The Guccifer 2.0 Problem at the White House

“If they actually manipulated the integrity of one of my electoral systems, it would warrant a national security response,” he said. “But just releasing DNC emails? Welcome to the new world. I would say that’s a law enforcement matter. The ‘doxing’ of a private entity is not a national security event.” Sean Kanuck (former National Intelligence Officer for Cyber Issues, ODNI) as quoted in the Washington Post

Two things must be true in order for the White House to justify an action against the Russian government over the DNC breach and release of documents by Wikileaks; that the Russian government is responsible for both the DNC breach and the release of documents by Wikileaks. While the former is relatively easy, the latter is proving problematic according to last Friday’s Washington Post.

The Problem

Administration officials say that the breach of the DNC by itself isn’t actionable because it qualifies as political espionage; something that the U.S. engages in along with every other nation. It’s the release of the documents to Wikileaks that could be interpreted as interference in the electoral process, although even that part has been disputed by Sean Kanuck, a former high-ranking cyber official at the Office of the Director of National Intelligence (ODNI), in his quote at the top of this article.

The bottom line is that the IC isn’t convinced that the Russian government orchestrated the leak, according to the Post:

The intelligence community has high confidence that Russian intelligence services hacked the Democratic National Committee but does not have the same level of confidence that Russia then leaked stolen committee emails to the anti-secrecy group WikiLeaks, several administration officials said.

Guccifer 2.0 and Julian Assange

Guccifer 2.0 has claimed credit for both the breach and the release of documents to Wikileaks as well as The Smoking Gun, and Julian Assange has said that he ordered the release of the DNC emails right before the Democratic convention.

Keep in mind that there is zero evidence connecting the threat groups Cozy Bear and Fancy Bear to the Russian government or any of its intelligence services, that the GRU does Human Intelligence (HUMINT), not Signals Intelligence (SIGINT) work, and that no intelligence service except one run by Borat would use an outed threat group like Cozy Bear or Fancy Bear using its own country’s infrastructure to run a secret operation. That’s like the NSA’s TAO division using the now-outed Equation Group to attack the United Russia party headquarters from a U.S. server. It’s a ridiculous scenario on its face; made even moreso when you have Assange publicly claiming credit for the leak as part of his revenge campaign against Hilary Clinton.

Guccifer 2.0 is behaving like every other hacktivist who has popped a government or corporate entity’s server and made the contents public as a way of embarrassing the victim.
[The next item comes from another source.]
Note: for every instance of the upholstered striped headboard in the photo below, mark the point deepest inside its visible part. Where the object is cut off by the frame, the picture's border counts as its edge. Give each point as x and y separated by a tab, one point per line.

This has happened dozens of times over the years to victims in Russia, China, the U.S., Israel, Japan, and India — to name just a few. Even if he’s a native Russian speaker, that tells us nothing about who he is, where he is, or who he works for.

Kudos to the Intelligence Community

Kudos to those in the Intelligence Community who are taking their time and not rushing to judgment on this matter. Actions taken against the government of Russia could have serious consequences for the U.S. The White House clearly knows this and is doing the responsible thing by pushing for certainty.

I wish that others would follow their lead instead of fueling the flames of Russophobia for their personal or corporate benefit.